A votação foi simbólica, sem contagem de votos.
O texto estabelece também mecanismos mais rigorosos de controle, com destaque para a obrigatoriedade do registro de todas as operações de frete.
A MP passou por uma série de mudanças e, por isso, foi transformada em um projeto de lei de conversão.
A Agência Senado informou que o texto aprovado não contempla o piso salarial de R$5 mil mensais para os caminhoneiros de longa distância, que foi incluído pela comissão mista de senadores e deputados federais que analisou a matéria e depois foi mantido na votação na Câmara dos Deputados em junho.
O texto original da MP não previa esse piso salarial.

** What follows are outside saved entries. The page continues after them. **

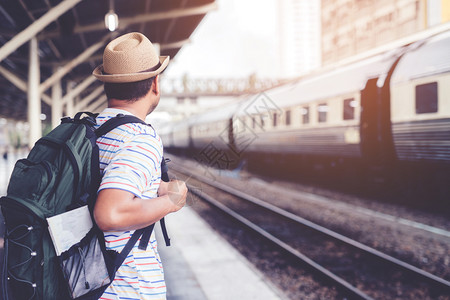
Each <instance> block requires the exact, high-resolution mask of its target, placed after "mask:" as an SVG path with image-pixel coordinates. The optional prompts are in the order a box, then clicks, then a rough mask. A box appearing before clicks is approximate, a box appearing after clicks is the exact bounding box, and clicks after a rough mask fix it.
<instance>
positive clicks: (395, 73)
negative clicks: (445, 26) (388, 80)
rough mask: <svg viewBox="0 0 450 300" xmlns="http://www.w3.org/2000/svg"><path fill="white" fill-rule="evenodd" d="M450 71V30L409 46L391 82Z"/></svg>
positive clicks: (406, 80) (393, 76)
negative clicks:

A aprovação ocorreu dois dias antes do fim do prazo para a aprovação da matéria.
Segundo a Agência Senado, o texto final prevê que acordos e convenções coletivas de trabalho instituirão o piso salarial aplicável aos motoristas profissionais de longa distância.
"Com as novas regras, o governo busca assegurar condições mais justas para os caminhoneiros, combater práticas abusivas no setor e dar maior efetividade à política de preços mínimos do frete rodoviário", afirmou a Casa Civil em nota quando a MP foi editada, em março.